Visitors to the exhibition are immediately confronted with the pinnacle of her ideological evolution: Hanging right in front of the door is “Antropofagia,” or “Anthropophagy,” which is widely considered her magnum opus.
“Antropofagia” is the literal and ideological synthesis of two prior paintings, “A Negra” (Black Woman) and “Abaporu,” both of which have been strategically displayed diagonally behind “Antropofagia” so that all three can be viewed together.
“A Negra,” notes the wall text beside it, was painted while Tarsila was still in Paris, and marks her entry into the European avant-garde. Picasso, Matisse, and countless others among these ranks had, at one time or another, also chosen a bathing woman as their subject matter. Indeed, “A Negra” seems to exemplify a phase in which Tarsila was still working with a European vocabulary: It is reminiscent of Cézanne in its creation of space through layered plains, and it exoticizes and primitivizes a non-European subject that was certainly en vogue at the time, regardless of its ethics.
“Abaporu,” which translates roughly to “the man that eats people” in the indigenous Tupi language of Brazil, reimagines the bather through a Brazilian aesthetic vocabulary. Her work from this period often incorporates bright colors and depicts the intersection of Brazil’s natural, lush landscape and its new industrial infrastructure through the use of overlapping Cubist planes.
When Tarsila presented “Abaporu” to her husband at the time, Oswald de Andrade, as a gift, he remarked that it could inspire an entire ideology. Sure enough, his “Manifesto Antropófagu,” or “Cannibalist Manifesto,” appeared the same year, exhorting Brazilian artists to devour their myriad influences—including European—as a method for producing distinct and eclectic Brazilian art. “Tupi or not Tupi, that is the question,” quips de Andrade in a line that quite literally combines words connoting indigeneity with those of a European masterpiece.
It is perhaps to be expected, then, that Tarsila’s artwork on display from this period reaches new heights of expressiveness and beauty, as if she has been liberated from the constraints imposed by seeking a single perspective, be it European or Brazilian. “Anthropofagia” does just what de Andrade’s manifesto calls for: It combines the figure from “A Negra,” steeped in allusions to contemporary European art, with the figure, landscape, and vivid palette of “Abaporu.”
The exhibition concludes with a few of Tarsila’s later works, in which she seems to begin fusing the style of social realism, the trend among liberal-leaning artists during that period, with her own beautiful surrealism. The exhibition also includes many of her sketches and studies of form for her paintings.
Ultimately, Tarsila’s artwork and accompanying ideology would go on to inspire generations of artists. Joaquín Torres-García’s “School of the South Manifesto” in 1935 would make similar arguments about embracing local culture as a means of producing art that is contemporary and universal.

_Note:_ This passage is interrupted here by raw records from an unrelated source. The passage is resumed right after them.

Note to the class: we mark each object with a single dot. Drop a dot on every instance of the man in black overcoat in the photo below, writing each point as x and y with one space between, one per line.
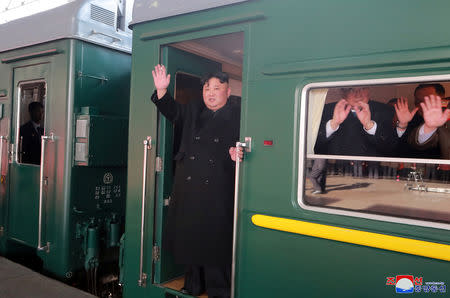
31 133
200 217
356 125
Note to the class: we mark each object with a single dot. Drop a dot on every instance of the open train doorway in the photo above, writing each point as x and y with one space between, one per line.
187 62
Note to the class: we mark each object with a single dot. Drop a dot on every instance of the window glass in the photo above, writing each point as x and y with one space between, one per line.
379 150
31 121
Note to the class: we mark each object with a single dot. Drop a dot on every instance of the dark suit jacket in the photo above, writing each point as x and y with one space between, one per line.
200 217
437 146
31 143
352 139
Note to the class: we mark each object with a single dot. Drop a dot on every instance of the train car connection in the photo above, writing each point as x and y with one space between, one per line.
64 99
368 236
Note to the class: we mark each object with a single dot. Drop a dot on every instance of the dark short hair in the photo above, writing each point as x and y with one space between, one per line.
34 105
346 90
221 76
440 90
393 100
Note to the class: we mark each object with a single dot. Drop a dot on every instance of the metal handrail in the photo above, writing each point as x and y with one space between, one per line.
247 146
44 139
142 275
2 139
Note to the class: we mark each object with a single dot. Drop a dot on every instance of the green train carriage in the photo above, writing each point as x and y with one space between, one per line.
64 214
288 58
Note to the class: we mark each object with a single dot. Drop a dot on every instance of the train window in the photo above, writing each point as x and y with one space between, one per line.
373 150
30 121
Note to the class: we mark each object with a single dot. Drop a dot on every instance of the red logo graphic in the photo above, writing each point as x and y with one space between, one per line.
390 281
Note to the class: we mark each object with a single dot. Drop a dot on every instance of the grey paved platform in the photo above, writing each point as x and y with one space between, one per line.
17 281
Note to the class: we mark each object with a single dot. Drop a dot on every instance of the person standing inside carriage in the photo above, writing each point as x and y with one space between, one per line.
356 125
31 133
200 217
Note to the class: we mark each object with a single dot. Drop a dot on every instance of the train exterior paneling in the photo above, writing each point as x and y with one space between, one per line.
289 45
79 194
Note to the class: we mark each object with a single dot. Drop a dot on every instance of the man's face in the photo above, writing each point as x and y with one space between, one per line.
215 94
356 95
36 114
420 94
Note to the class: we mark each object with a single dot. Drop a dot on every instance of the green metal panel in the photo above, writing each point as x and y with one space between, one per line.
24 178
293 44
175 61
74 81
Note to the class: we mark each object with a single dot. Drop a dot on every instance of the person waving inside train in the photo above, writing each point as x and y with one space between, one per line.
356 125
200 217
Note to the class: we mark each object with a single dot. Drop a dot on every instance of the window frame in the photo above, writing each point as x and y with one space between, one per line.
302 147
17 129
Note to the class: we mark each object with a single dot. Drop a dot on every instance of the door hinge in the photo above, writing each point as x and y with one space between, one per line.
158 166
167 201
11 153
155 253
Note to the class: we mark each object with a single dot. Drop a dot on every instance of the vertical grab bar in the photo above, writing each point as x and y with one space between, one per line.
142 275
247 146
44 140
2 139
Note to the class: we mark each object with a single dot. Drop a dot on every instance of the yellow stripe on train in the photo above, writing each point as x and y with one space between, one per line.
399 244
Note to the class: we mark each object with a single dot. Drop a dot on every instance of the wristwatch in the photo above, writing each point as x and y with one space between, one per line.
401 127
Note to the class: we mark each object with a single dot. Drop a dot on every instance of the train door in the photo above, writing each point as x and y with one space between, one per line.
186 70
27 181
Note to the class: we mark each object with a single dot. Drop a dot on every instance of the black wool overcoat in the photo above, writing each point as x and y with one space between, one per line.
200 218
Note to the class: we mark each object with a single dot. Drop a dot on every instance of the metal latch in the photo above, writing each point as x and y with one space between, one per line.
167 201
247 145
155 253
158 165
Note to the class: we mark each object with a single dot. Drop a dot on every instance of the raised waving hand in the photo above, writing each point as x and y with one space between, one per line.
432 113
340 113
161 80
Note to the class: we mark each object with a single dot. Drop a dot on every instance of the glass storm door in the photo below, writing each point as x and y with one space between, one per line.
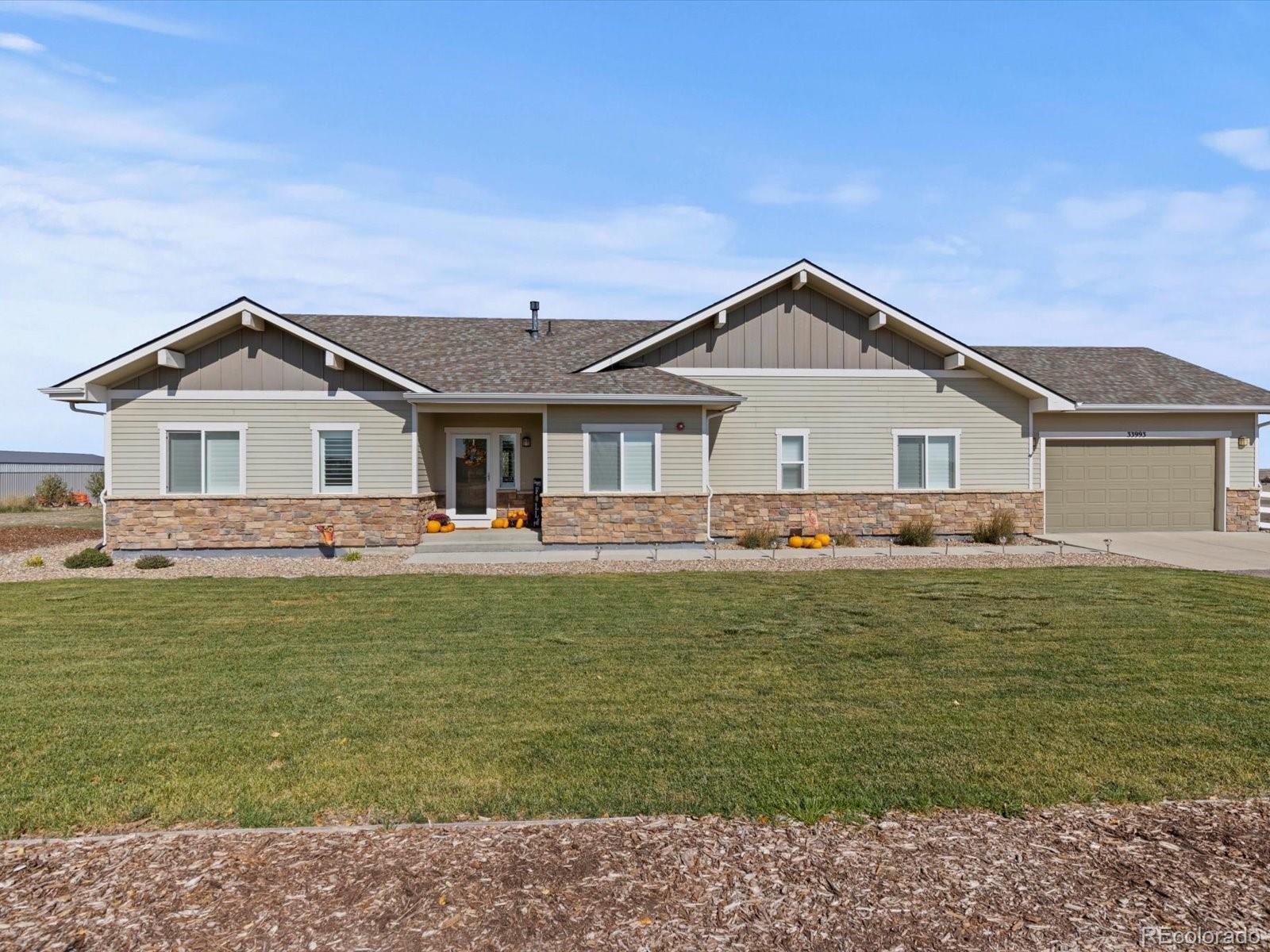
471 475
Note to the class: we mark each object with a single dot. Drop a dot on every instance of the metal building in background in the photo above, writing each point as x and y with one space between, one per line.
21 471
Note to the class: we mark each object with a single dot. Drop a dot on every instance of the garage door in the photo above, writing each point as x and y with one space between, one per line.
1124 486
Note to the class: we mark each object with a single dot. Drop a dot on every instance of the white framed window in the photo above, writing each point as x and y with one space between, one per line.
510 460
791 460
202 459
334 447
622 457
927 459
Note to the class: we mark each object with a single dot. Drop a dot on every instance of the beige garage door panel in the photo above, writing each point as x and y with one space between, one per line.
1130 486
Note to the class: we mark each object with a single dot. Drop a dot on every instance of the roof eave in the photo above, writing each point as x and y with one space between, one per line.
1172 408
175 338
521 397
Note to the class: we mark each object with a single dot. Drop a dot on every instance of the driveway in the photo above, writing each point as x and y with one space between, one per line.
1216 551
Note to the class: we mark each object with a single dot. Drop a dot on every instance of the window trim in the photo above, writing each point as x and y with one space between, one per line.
202 429
514 433
806 463
315 428
927 432
588 428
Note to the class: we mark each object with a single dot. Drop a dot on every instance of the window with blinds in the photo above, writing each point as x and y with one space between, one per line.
926 461
622 461
336 461
203 463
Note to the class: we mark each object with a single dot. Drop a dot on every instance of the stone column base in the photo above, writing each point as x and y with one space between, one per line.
1242 509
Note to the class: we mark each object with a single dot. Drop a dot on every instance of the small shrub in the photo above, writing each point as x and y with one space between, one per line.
89 559
94 486
999 530
52 490
916 532
18 505
756 539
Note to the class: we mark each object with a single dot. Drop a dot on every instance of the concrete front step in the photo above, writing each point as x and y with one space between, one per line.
480 541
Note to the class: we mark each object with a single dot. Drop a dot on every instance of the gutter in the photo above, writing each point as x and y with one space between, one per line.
616 399
1172 408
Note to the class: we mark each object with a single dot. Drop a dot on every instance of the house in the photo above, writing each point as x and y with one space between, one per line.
245 428
22 471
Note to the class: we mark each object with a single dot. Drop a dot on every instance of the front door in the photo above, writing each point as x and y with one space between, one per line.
470 494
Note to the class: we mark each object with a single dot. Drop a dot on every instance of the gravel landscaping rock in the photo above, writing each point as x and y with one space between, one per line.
12 568
1077 877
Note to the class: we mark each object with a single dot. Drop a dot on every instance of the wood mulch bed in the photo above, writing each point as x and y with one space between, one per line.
1085 877
19 539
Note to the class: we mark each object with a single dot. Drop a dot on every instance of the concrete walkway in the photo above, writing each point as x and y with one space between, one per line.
698 552
1212 551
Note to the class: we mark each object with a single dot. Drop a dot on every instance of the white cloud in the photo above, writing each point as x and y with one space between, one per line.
102 13
38 109
18 44
1098 213
1249 148
846 194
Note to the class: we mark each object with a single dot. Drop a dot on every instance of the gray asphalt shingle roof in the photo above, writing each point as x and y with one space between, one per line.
1127 374
498 355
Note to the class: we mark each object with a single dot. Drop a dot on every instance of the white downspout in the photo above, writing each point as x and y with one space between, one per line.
705 436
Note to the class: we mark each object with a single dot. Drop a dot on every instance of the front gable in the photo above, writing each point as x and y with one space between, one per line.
271 359
791 329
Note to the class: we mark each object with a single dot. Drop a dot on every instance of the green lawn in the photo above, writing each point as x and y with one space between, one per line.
279 701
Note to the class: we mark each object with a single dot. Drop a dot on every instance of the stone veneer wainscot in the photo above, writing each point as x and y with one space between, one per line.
1242 509
260 522
870 513
600 520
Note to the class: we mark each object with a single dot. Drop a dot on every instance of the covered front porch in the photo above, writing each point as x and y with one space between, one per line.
480 463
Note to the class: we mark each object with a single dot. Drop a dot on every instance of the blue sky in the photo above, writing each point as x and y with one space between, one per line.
1029 173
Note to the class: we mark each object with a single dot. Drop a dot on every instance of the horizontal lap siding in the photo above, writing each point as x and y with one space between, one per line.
681 452
1244 463
851 420
279 442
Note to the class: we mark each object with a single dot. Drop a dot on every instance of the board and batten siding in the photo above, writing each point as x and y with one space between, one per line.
279 442
850 422
787 329
1165 425
249 359
681 450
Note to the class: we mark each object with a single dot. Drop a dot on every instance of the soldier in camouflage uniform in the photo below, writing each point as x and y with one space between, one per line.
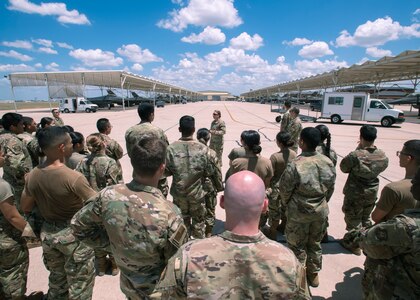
203 136
59 193
395 244
294 128
217 130
101 171
285 120
58 121
190 163
113 149
364 166
146 113
135 221
29 140
240 263
14 256
305 186
17 159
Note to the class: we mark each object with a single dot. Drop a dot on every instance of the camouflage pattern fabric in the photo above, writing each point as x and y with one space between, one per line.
361 188
70 262
139 226
218 130
190 163
333 155
294 128
14 256
113 150
231 266
305 186
100 171
17 162
395 244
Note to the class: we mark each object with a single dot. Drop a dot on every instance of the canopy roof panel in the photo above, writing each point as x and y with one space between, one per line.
110 79
404 66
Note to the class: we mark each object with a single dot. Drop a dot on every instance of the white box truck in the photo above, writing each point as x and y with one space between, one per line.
339 106
77 104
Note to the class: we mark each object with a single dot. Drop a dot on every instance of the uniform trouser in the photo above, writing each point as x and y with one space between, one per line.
194 213
14 263
211 202
357 209
304 239
70 262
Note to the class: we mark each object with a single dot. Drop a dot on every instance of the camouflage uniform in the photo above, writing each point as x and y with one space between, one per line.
361 188
14 256
113 150
279 162
17 162
232 266
134 133
218 130
58 121
333 155
190 163
211 197
142 229
99 170
305 186
395 245
294 128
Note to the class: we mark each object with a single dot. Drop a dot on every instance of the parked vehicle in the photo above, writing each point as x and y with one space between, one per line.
339 106
77 104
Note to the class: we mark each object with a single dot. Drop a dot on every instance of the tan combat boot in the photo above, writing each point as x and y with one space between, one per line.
114 267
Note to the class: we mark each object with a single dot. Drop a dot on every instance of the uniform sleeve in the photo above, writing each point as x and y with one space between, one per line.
287 183
172 283
388 239
87 224
348 163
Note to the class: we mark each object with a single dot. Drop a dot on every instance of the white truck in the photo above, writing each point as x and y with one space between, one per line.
77 104
339 106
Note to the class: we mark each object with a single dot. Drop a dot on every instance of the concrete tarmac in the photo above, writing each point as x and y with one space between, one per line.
342 271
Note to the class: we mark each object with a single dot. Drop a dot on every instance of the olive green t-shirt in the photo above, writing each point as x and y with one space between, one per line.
59 192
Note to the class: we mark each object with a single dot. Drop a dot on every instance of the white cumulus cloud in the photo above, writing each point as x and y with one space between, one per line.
377 33
210 36
52 67
57 9
316 49
18 44
376 52
246 42
16 68
202 13
136 54
96 58
43 42
16 55
47 50
64 45
298 42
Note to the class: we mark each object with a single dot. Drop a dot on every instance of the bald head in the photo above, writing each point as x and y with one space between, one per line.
244 195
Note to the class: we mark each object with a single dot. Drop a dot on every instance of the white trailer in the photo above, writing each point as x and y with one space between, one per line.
77 104
339 106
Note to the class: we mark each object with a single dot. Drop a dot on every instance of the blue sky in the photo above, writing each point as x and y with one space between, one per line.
202 44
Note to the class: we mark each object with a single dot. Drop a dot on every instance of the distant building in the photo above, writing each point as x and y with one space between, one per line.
216 96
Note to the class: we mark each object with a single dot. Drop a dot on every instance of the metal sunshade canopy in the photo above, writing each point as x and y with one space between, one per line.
111 79
405 66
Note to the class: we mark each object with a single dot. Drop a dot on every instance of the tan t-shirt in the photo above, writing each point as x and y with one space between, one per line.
256 164
59 192
395 198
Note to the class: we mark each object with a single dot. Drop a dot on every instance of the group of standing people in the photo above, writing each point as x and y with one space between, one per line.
87 212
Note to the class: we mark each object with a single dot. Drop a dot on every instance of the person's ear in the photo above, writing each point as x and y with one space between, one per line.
222 201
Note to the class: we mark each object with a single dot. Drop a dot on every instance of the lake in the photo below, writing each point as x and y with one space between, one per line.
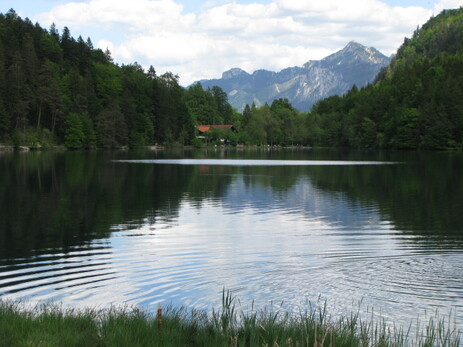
375 232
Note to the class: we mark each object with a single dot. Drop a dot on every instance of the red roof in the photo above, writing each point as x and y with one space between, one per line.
205 128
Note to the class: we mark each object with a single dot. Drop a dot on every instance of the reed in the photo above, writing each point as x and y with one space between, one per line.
54 325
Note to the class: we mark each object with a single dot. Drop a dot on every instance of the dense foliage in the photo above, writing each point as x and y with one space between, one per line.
417 102
58 90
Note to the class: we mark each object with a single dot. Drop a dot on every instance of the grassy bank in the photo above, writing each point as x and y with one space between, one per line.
52 325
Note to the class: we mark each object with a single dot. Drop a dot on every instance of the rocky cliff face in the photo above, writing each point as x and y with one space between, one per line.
355 64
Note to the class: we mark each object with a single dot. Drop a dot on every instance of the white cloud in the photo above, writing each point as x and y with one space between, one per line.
226 34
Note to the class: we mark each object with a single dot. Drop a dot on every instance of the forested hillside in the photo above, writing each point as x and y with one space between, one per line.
417 102
55 89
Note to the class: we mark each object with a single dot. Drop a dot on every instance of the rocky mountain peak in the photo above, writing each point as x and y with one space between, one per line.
233 73
355 64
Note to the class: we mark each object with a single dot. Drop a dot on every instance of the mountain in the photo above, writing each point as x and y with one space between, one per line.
415 103
355 64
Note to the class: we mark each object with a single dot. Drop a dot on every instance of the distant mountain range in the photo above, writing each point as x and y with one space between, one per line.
355 64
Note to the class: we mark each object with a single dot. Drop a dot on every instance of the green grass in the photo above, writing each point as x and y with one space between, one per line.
53 325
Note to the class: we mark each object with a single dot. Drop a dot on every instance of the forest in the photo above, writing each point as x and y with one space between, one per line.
57 90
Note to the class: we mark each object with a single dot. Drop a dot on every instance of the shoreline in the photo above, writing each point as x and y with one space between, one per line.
53 325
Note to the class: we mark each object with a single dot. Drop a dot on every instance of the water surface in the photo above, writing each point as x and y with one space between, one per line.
280 228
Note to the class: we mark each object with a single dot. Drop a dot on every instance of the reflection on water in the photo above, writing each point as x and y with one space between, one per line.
87 230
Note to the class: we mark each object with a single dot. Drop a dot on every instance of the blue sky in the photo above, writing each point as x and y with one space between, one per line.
201 39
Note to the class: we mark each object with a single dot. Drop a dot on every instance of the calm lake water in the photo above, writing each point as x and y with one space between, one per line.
382 231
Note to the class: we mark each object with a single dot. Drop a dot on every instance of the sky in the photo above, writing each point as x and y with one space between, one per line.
199 39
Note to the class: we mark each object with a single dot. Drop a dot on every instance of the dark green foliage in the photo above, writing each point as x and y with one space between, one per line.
74 137
278 124
417 102
76 93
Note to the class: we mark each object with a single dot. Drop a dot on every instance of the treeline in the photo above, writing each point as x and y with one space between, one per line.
58 90
416 102
55 89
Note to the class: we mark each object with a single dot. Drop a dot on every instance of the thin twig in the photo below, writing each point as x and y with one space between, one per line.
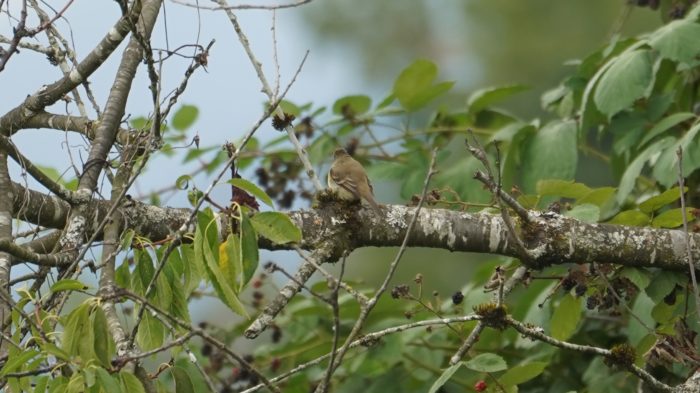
185 226
366 309
688 245
336 324
257 65
367 340
243 6
473 337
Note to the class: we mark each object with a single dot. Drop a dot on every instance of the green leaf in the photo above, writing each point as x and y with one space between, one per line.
666 167
276 226
230 259
14 363
486 363
351 106
252 189
185 117
638 327
625 82
484 98
639 277
677 41
68 285
130 383
665 124
585 212
662 284
76 384
657 202
444 377
75 325
634 169
151 333
205 241
672 218
522 373
249 251
183 383
566 317
598 196
107 382
562 188
414 87
550 154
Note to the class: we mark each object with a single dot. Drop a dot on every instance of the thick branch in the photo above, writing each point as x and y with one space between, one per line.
47 95
552 238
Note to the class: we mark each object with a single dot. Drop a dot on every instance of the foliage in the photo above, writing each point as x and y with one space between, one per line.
631 104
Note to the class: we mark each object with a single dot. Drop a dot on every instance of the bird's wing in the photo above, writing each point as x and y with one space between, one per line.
345 182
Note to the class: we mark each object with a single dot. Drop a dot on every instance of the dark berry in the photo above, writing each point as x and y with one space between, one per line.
580 289
457 298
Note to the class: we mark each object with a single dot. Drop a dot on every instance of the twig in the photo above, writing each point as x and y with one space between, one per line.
367 340
688 245
185 226
537 333
366 309
201 333
243 6
20 32
257 65
336 324
362 299
480 326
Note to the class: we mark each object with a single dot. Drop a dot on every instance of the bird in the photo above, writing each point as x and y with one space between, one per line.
349 180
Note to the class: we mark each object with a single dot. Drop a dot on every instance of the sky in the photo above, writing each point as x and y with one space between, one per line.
228 94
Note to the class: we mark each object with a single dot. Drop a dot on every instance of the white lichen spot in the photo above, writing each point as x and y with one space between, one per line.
395 218
494 234
75 76
571 243
436 224
678 244
114 35
336 221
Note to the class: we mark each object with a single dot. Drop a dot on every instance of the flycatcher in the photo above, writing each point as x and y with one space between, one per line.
349 180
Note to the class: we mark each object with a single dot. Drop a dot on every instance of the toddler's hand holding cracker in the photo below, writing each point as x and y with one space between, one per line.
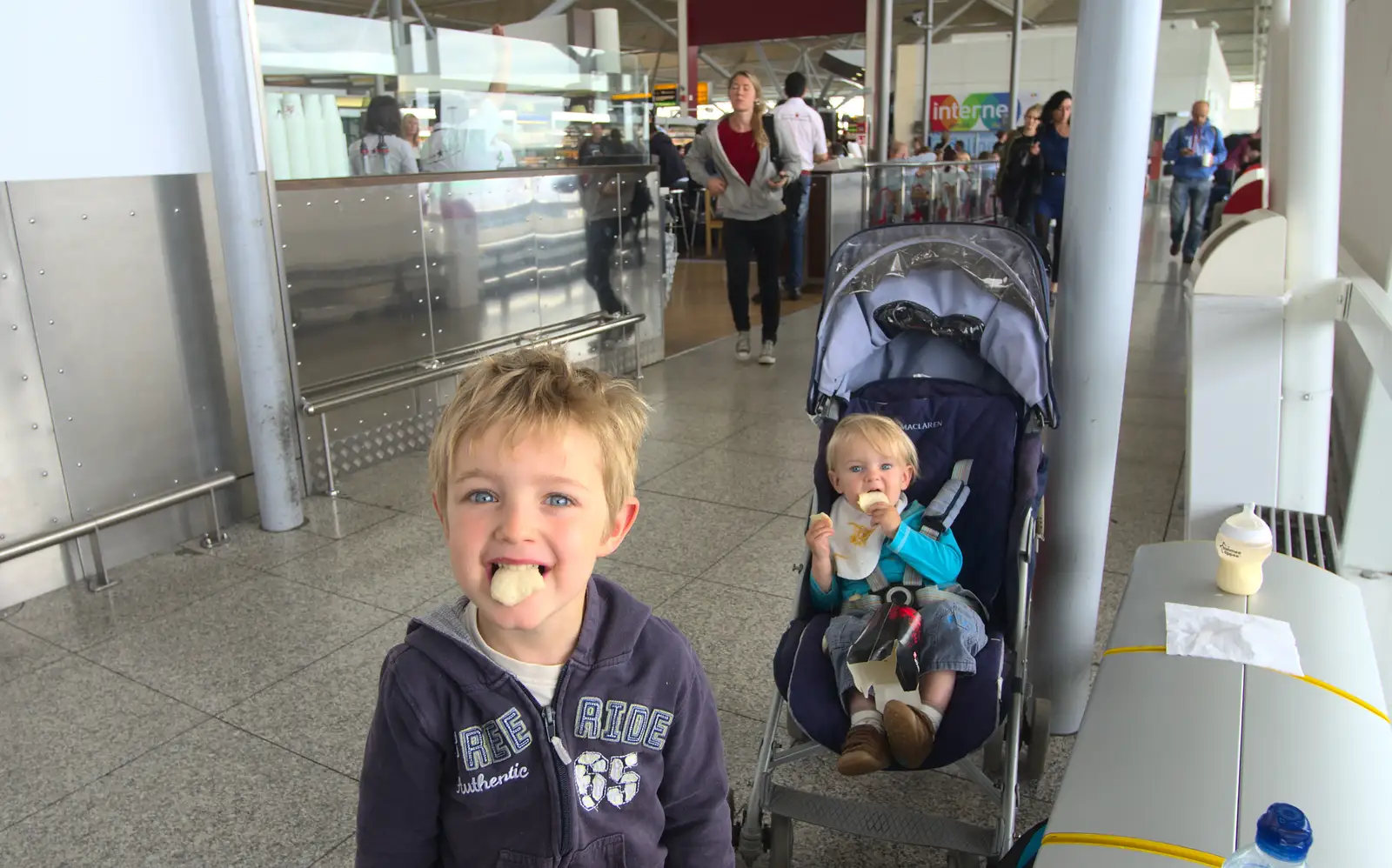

The Tropicália movement in Brazil in the 1960s and 1970s explicitly embraced Tarsila’s fusion of traditional Brazilian and foreign influences. (The installation by Hélio Oiticica from which Tropicália derives its name appeared in the Art Institute earlier this year.) In a multicultural country grappling with waves of nativism and struggling to define itself, the beauty that results from Tarsila’s eclectic perspective is a lesson worth learning.
Tarsila do Amaral: Inventing Modern Art in Brazil will continue at the Art Institute of Chicago through January 7, 2018, before traveling to the Museum of Modern Art in New York from February 11 through June 3.